Of course, neither bill does anything to rein in runaway spending at the Pentagon. In fact, the CR would force the DoD to keep equipment it says it doesn’t need. The bill explicitly says the Air Force cannot “retire, divest, realign, or transfer aircraft,” and that the Army cannot retire the C-23 Sherpa aircraft it reportedly no longer needs.
Not only are the bills laden with pork, they are also filled with half-truths as scare tactics. For example, West’s bill, citing an analysis by the House Armed Services Committee, claims that if sequestration occurs, “200,000 soldiers and Marines [will be] separated from service.” However, the truth is that not a single soldier will be cut if sequestration occurs because military personnel have already been exempted from sequestration.
Both of these pieces of legislation are little more than political stunts. A vote for either is a vote against reducing wasteful government spending and for lining the pockets of the fat cats running their corporations on taxpayer dollars.

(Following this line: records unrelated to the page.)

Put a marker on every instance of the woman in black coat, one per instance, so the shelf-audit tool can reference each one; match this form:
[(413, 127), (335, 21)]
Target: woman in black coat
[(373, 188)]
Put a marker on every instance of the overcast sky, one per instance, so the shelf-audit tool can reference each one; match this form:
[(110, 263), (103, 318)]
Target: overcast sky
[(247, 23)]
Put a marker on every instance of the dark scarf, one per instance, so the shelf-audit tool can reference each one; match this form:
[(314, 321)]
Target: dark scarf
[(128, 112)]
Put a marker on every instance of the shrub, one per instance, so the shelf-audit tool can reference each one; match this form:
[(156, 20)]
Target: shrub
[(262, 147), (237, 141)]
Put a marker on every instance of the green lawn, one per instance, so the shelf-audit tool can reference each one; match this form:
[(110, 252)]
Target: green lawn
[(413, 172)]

The sequestration threat was meant to force Congress to find ways to save taxpayer dollars throughout government—including at the Pentagon. Any member who votes for these bills today will reveal they have no intention of taking on wasteful spending. In the face of today’s economic and fiscal realities, Americans deserve better. We hope some lawmakers will stand up, vote NO, and call for a little sanity.
Ben Freeman is an investigator with the Project On Government Oversight.